Obaj z Reichem skłonni byliśmy zaakceptować tę teorię, która wyjaśniała obecność cyjanku w herbacie. Była zbieżna również z naszym poglądem, zgodnie z którym pasożyty te nie były w gruncie rzeczy groźniejsze od innych stworów - takich jak korniki czy trujący bluszcz - pod warunkiem, że było się świadomym ich obecności i umiało się im przeciwstawiać. W takiej sytuacji nie groziło człowiekowi większe niebezpieczeństwo. Powiedzieliśmy sobie, że nie popełnimy takich błędów jak Karel Weissman. Przecież pasożyty dysponowały ograniczonymi sposobami, za pomocą których mogłyby wywieść nas w pole tak, jak to uczyniły z Karelem. Mogły wprawdzie spowodować, że popełnimy jakiś błąd, na przykład podczas prowadzenia samochodu. Jazda samochodem jest w dużej mierze kwestią nawyku, a nawyk stosunkowo łatwo poddaje się manipulacji, kiedy się jedzie z szybkością 90 mil na godzinę i koncentruje wyłącznie na drodze.

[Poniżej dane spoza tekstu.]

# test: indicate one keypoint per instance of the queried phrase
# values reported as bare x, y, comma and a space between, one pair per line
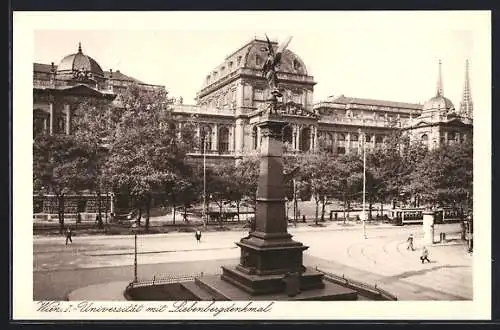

Postanowiliśmy unikać więc za wszelką cenę prowadzenia samochodu, ani nie pozwalać się nim wozić (kierowca mógłby być jeszcze bardziej podatny na nie niż my). Podróże helikopterem były czymś innym - automatyczny pilot gwarantował nam całkowite bezpieczeństwo przelotu. Pewnego dnia - słysząc, że jeden z żołnierzy został zabity przez drugiego - zdaliśmy sobie sprawę, że istnieje jeszcze inny sposób, za pomocą którego pasożyty mogą nas dosięgnąć. Nosiliśmy wobec tego broń i staraliśmy się unikać tłumów.